Members will recall that in April 2023, the U.K.’s Financial Conduct Authority (FCA) announced that it would compel the IBA to publish USD LIBOR on a synthetic basis as a “permanently unrepresentative” rate (i.e., the synthetic rate does not represent what panel LIBOR might be if it had continued to be published). At the time of the FCA’s announcement, the LSTA’s expectation was that synthetic USD LIBOR would primarily feature in (i) credit agreements without an express fallback provision (many of these being pre-2018 contracts) and (ii) credit agreements that may have contained explicit fallback language but which lacked “non-representativeness” transition triggers. In the case of (i), unless the credit agreements were remediated, borrowers faced significantly higher borrowing costs as the Prime Rate would be the remaining available rate in those agreements. The continued availability/ascertainability of LIBOR on a synthetic basis allowed borrowers to avoid – or at least postpone – that fate. In the case of (ii), given that the revised methodology of synthetic LIBOR mirrors the standard fallback rate of Term SOFR plus the ARRC spread adjustments, the continued availability/ascertainability of synthetic LIBOR has delayed the transition of those credit agreements until the end of this month, but in many cases the borrowing costs will not change at that time.
The impetus behind a synthetic version of LIBOR was pragmatism – the ability to reference an unrepresentative rate would provide parties with additional time to actively transition their loan agreements or to allow for such contracts to reach their expiration dates. Broadly speaking, regulators contemplated that a synthetic rate would ensure an orderly wind-down of USD LIBOR, particularly in the many jurisdictions around the world that rely on USD LIBOR as their primary benchmark and where parties may be further behind in the transition process.
Upon the cessation of synthetic Sterling LIBOR at the end of March, we noted that the end of synthetic rates should not affect a substantial portion of loan market participants. Nevertheless, directly affected parties will need to look critically at the language in their loan documents to determine what steps should be pursued.
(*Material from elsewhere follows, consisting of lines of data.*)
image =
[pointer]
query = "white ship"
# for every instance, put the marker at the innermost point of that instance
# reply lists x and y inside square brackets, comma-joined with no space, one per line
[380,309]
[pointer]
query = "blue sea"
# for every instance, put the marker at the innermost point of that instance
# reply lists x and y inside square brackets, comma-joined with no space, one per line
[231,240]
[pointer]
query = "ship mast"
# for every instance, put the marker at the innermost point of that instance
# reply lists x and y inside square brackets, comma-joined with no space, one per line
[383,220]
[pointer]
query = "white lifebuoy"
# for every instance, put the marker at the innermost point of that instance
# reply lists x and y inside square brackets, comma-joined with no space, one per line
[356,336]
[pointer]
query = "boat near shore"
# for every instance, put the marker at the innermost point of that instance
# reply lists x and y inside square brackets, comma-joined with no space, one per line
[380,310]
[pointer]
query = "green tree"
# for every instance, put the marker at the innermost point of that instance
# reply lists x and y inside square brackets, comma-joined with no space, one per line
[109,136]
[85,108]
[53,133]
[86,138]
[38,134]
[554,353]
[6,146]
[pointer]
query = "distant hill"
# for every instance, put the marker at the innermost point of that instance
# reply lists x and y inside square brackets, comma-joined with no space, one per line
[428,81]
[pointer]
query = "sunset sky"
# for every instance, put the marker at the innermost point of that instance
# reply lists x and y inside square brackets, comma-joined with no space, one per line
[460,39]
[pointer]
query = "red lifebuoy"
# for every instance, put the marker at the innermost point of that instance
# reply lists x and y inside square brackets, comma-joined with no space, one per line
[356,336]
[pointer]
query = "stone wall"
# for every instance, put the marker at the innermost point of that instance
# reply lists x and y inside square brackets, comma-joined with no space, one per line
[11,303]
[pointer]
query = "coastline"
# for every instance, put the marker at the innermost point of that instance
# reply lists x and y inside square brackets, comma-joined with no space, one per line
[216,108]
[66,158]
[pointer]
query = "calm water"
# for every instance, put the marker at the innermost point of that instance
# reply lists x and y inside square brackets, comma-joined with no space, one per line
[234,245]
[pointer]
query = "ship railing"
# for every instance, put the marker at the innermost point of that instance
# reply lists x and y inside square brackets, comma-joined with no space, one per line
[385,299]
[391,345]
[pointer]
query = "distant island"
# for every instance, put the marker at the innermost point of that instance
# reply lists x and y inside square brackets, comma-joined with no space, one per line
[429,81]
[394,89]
According to Bloomberg, as of this writing, nearly $14 billion of syndicated loans remain benchmarked to USD LIBOR (with $4 trillion of syndicated loans having been successfully remediated!). For these contracts, parties may continue to reference the last published rate for the remainder of the reference period, depending on the interest rate tenors provided for in their respective agreements. This means that, for example, a borrower could elect six-month LIBOR on September 30 and that rate would apply until its next interest election at the end of March 2025. This gives further runway to borrowers who may need additional time to refinance the loan. For shorter interest period elections, loan market participants may need to anticipate an amendment process in the near term.
It is a helpful sign that more and more parties are looking to transition to the standard benchmark rate. According to Refinitiv and CME Group, Term SOFR has been used as a reference rate in $1.8 trillion of loans in 2024 YTD, compared to $1.47 trillion issued in the first half of 2023. (For parties looking to make the transition to SOFR, we flag the current CME licensing requirements for underwriters, as explained in this helpful presentation.)
The fate of interest rates has been a headline news item as of late, but parties should not lose sight of the September 30th deadline amidst the market chatter. Not only may it affect a meaningful (if not significant) segment of the market, but also it marks a milestone for the end of benchmark transition as we move into the final months of the year.